Letzte Woche war ich mit den entwicklungspolitischen SprecherInnen der anderen Parteien, JournalistInnen und sonstigen Involvierten in Mosambik, einem Schwerpunktland der österreichischen Entwicklungszusammenarbeit. In der ersten Wochenhälfte haben wir Projekte in der Provinz Sufala besucht - Landwirtschaft, Bildung, Stadtplanung, Wasser und Siedlungshygiene sind dort unsere Schwerpunkte. Was wir gesehen haben, hat sehr beeindruckt, die Projekte sind wirklich nahe an den Befürfnissen der Menschen. In der zweiten Wochenhälfte führten wir in Maputo politische Gespräche und begründeten eine Partnerschaft zwischen dem mosambikanischen und dem österreichischen Parlament. Ich freu mich schon auf den Besuch der mosambikanischen Abgeordneten im Mai und schmiede eine Menge Pläne, woran wir gemeinsam weiterarbeiten können.
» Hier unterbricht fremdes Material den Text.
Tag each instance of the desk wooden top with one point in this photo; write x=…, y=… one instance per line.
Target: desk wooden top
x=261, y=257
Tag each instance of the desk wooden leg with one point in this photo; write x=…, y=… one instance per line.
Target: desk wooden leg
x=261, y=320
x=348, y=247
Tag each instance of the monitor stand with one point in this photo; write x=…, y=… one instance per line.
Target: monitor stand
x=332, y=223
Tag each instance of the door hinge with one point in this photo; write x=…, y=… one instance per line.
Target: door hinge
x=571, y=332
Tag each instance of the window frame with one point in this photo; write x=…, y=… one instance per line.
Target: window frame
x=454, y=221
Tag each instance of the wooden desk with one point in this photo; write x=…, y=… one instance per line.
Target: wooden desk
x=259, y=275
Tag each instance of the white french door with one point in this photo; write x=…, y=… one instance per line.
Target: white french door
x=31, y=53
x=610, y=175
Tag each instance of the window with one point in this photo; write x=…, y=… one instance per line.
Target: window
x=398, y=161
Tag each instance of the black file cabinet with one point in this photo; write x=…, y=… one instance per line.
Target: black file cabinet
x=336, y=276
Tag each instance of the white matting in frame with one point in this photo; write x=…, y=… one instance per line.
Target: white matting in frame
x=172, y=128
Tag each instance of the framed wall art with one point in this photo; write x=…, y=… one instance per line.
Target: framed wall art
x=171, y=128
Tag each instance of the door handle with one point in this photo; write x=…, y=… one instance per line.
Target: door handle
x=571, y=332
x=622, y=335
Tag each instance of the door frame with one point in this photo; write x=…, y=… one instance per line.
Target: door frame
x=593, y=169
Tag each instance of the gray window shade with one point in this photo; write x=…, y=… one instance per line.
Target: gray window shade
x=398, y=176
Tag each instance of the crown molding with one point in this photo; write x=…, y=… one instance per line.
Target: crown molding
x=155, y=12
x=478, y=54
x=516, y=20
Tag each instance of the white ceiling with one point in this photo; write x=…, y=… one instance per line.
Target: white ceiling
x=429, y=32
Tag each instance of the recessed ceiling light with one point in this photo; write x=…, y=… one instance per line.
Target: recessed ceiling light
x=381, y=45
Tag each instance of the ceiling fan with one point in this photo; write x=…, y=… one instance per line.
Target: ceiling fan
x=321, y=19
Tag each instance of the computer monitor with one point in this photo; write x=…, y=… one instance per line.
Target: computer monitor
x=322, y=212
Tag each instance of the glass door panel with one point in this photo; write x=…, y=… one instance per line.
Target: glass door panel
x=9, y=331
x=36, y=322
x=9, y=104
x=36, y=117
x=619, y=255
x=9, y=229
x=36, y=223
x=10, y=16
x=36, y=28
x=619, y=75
Petra "Penny" Bayr schreibt am 2007-11-01 19:32:13
Diese Woche war ich sehr international unterwegs. Am Montag und Dienstag war ich bei einer interparlamentarischen Konferenz in Brüssel zum Thema Klimawandel. In der Diskussion mit dem Umweltkommissar der EU, Stavros Dimas, hab ich versucht, den Anwesenden eine Devisentrasaktionssteuer schmackhaft zu machen, um die Entwicklungsländer darin zu unterstützen, sich die notwendigen Anpassungen aufgrund der Klimaerwärmung leisten zu können. Der Kommissar jedenfalls hatte es nicht so sehr mit der Steuer. Am Mittwoch war ich dann wieder in Österreich und da stand eine PK mit Yakin Ertürk, der UN-Sonderbotschafterin zu Gewalt gegen Frauen, am Programm - damit haben wir es sogar in die Mittags-ZiB geschafft. Die Veranstatlung mit ihr am Abend im ega war toll und wir hatten eine gute Diskussion. Am Donnerstag hat dann die parlamentarische Freundschaftsgruppe zur reproduktiven Gesundheit, der ich angehöre, ins Parlament zu einer Information über die Vernachlässigung und Benachteiligung von Mädchen eingeladen.
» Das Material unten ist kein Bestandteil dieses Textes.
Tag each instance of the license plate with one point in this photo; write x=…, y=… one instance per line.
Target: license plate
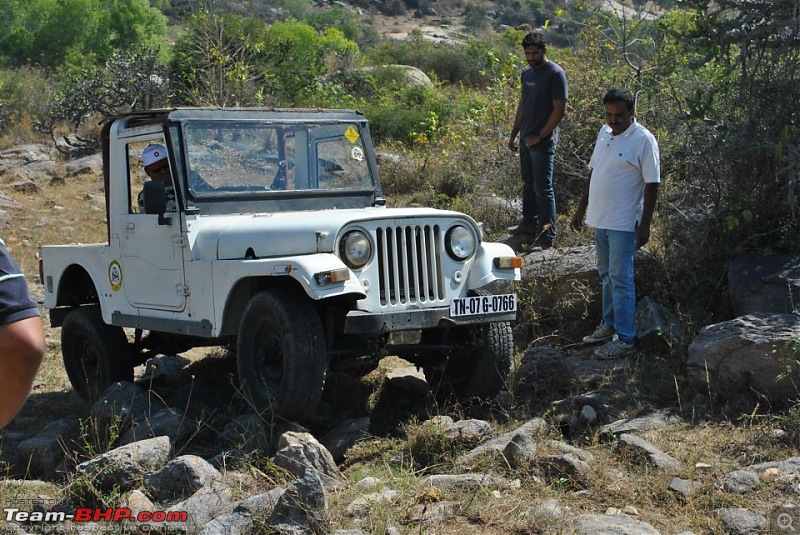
x=483, y=304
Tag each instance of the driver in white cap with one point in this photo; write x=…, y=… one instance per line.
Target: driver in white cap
x=156, y=165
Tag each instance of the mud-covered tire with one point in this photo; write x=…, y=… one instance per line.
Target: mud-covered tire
x=281, y=355
x=476, y=371
x=95, y=355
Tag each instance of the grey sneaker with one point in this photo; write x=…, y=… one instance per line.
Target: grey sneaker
x=601, y=334
x=615, y=349
x=523, y=227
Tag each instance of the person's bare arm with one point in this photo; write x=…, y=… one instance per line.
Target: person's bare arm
x=22, y=347
x=650, y=195
x=512, y=138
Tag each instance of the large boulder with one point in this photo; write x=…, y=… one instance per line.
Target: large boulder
x=764, y=283
x=752, y=353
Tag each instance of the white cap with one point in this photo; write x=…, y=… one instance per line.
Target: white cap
x=153, y=154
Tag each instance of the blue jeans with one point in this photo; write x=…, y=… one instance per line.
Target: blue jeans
x=538, y=196
x=615, y=252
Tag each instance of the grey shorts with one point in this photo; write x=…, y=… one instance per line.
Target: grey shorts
x=15, y=300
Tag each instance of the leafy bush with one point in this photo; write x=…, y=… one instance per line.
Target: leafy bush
x=24, y=97
x=79, y=32
x=472, y=64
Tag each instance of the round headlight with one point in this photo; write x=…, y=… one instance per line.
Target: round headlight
x=460, y=243
x=355, y=249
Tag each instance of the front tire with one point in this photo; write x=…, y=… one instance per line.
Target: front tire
x=281, y=355
x=477, y=370
x=95, y=355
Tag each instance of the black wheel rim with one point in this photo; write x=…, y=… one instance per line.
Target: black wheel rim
x=268, y=357
x=88, y=362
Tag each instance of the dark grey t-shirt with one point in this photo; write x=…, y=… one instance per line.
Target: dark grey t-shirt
x=540, y=87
Gestern mussten in Favoriten wieder einmal Strache und Co vor den wütenden FavoritnerInnen mit Tretgittern gesichert werden. Die Leute wollten einfach ihre Wut über die xenophoben Ankübelungen los werden, die von Leuten wie Strache immer wieder wie im Reflex kommen.
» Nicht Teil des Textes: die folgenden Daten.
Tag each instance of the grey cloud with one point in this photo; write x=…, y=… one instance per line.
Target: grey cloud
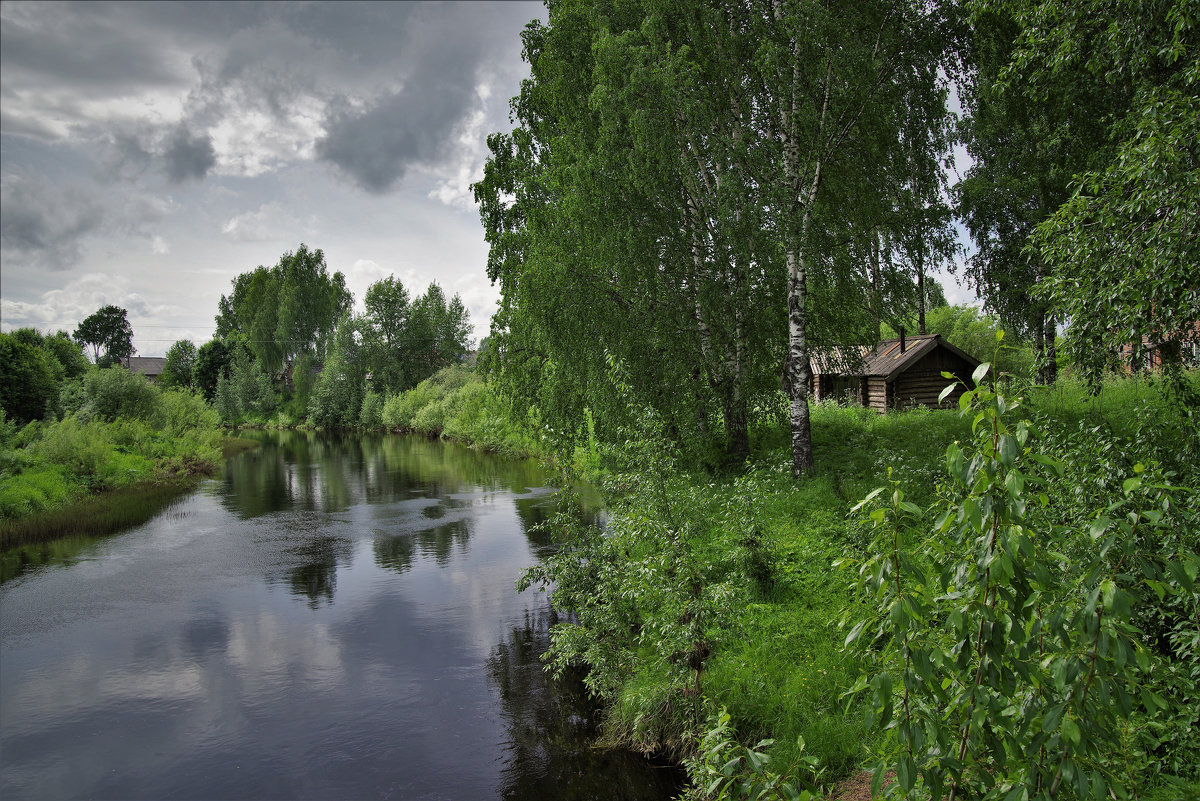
x=187, y=156
x=43, y=223
x=70, y=43
x=376, y=86
x=377, y=145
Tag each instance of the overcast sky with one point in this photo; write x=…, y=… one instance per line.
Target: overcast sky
x=154, y=151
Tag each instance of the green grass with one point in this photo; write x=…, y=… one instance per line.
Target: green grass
x=94, y=516
x=777, y=661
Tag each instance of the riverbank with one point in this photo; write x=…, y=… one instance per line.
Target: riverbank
x=115, y=509
x=718, y=591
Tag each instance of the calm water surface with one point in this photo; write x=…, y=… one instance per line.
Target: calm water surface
x=334, y=618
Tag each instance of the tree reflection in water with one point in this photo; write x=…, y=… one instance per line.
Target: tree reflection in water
x=552, y=726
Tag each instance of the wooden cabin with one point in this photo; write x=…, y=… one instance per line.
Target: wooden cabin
x=149, y=366
x=895, y=374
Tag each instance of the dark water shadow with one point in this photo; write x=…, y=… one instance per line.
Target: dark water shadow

Wenn CO2 Moleküle demonstrierend durch die Stadt marschieren, muss ich als Umweltsprecherin der SPÖ natürlich nachfragen, wer sie geschickt hat. Ernüchtend, denn so genau wissen sie es selbst nicht, aber ein Prospekt verschafft dann Klarheit: eine deutsche Firma, die Elektroscooter anbietet und sich nicht einmal die Mühe macht, ihren Folder auch nur ansatzweise auf österreichische Verhältnisse zu adaptieren. Denn das drinnen angesprochene Erneuerbare Energie Gesetz (der Deutschen) hätt ich in Österreich auch gerne, nur sind wir meilenweit davon entfernt. Am Mittwoch wird Bartenstein eine Evaluierung unserers Gesetzes präsentieren, ich fürchte nach dem Motto "more of the same"... Dabei wäre es so wichtig, dass im Ausbau der erneuerbaren Energieträger wirklich was weitergeht. Momentan hält die Steigerung nicht einmal mit unserem jährlichen Mehr an Energieverbrauch von plus 3,5 Prozent (!) mit. Wird noch ein längerer Kampf in der Koalition werden, dass wir zu einem effektiven Gesetz kommt, das erneuerbare Energien wirklich effizient fördert!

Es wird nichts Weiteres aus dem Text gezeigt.